National Ignition Facility will harness the power of lasers to turn hydrogen pellets into energy. Photograph: National Ignition Facility
A tentative first step towards an era of clean, almost limitless energy will take place today with the opening of a giant facility designed to recreate the power of the stars in an oversized warehouse in California.
The $3.5bn National Ignition Facility (NIF) sits in a 10-storey building covering three football fields and will harness the power of lasers to turn tiny pellets of hydrogen into thermonuclear energy.
If the machine works as planned, it will become the first to generate more energy than it consumes, a feat that could pave the way for commercial laser fusion power stations and an end to the world's energy security problems.
The building, which has taken almost 15 years to build and commission, is due to be opened in a ceremony attended by the US energy secretary, Steven Chu, and the California governor, Arnold Schwarzenegger, who has said the facility could "revolutionise our energy future".
"If they're successful, it will be a very big deal. No one has achieved a net gain in energy before," said Derek Stork, assistant technical director at the UK United Kingdom Atomic Energy Authority (UKAEA)'s centre for fusion research in Culham, Oxfordshire.
Inside the building, scientists will use the world's most powerful laser to create 192 separate beams of light that will be directed at a bead of frozen hydrogen in a violent burst lasting five billionths of a second. Each fuel pellet measures just two millimetres across but costs around $40,000, because they must be perfectly spherical to ensure they collapse properly when the laser light strikes.
The intense beams produce a powerful shockwave that crunches the fuel pellet at a million miles an hour, generating temperatures of around 100,000,000C. Under such extreme conditions, which are found only in the core of stars, the hydrogen atoms will fuse, producing helium and vast amounts of energy.
The facility will gradually work up to full power over the next 12 months or so, but experiments are scheduled to run until around 2040.
If the NIF succeeds, politicians will be under pressure to invest in the technology to develop a first generation of demonstration plants to feed fusion energy into electricity grids.
Plans for a laser fusion plant have been drawn up at UKAEA in Culham.
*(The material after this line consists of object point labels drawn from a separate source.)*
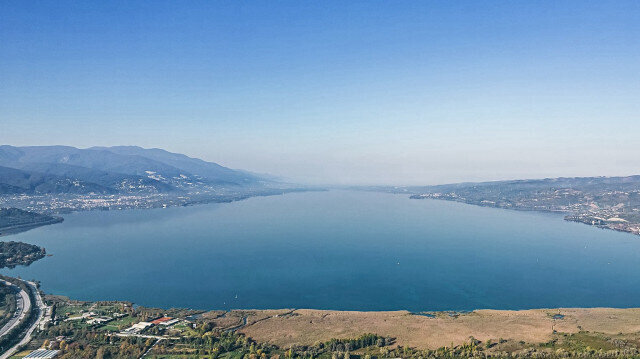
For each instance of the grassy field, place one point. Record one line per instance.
(306, 327)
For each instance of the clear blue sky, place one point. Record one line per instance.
(394, 92)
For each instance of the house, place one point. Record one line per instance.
(42, 353)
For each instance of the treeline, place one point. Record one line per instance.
(18, 253)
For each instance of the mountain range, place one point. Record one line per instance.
(111, 170)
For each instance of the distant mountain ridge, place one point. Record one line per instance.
(109, 170)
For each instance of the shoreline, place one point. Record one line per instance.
(9, 230)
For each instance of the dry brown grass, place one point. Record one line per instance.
(307, 327)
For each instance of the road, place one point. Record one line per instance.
(41, 310)
(23, 305)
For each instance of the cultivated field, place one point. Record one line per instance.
(306, 327)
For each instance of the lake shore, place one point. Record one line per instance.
(306, 326)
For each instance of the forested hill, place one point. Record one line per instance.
(110, 170)
(609, 202)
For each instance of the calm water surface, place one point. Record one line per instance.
(336, 250)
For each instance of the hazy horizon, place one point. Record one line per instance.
(395, 93)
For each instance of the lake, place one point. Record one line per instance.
(344, 250)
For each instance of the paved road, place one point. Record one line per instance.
(23, 305)
(27, 337)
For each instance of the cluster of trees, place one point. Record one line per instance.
(15, 253)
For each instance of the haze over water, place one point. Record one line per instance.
(340, 250)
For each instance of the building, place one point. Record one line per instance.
(42, 353)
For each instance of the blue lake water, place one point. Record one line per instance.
(336, 250)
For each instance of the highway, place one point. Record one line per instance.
(23, 305)
(41, 310)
The Hiper project would use two lasers to produce power from seawater and lithium, an abundant element.
"When this works, it will immediately change the future energy map for the world. One cubic kilometre of sea water has the fusion energy equivalent of whole world's oil reserves," said John Parris at the Hiper project. That would overturn concerns over energy security caused by vast amounts of the globe's oil been locked up beneath a small number of nations.
The NIF facility must overcome major technical hurdles before scientists can start celebrating. The laser at the heart of the facility can only fire a handful of times a day. In between each shot, the hydrogen fuel pellet needs to be replaced. Over the coming years, scientists want to see improvements that allow the facility to run continuously. That could mean firing the laser 10 times a second, at fuel pellets that are shot mid air as they are dropped into the fusion chamber.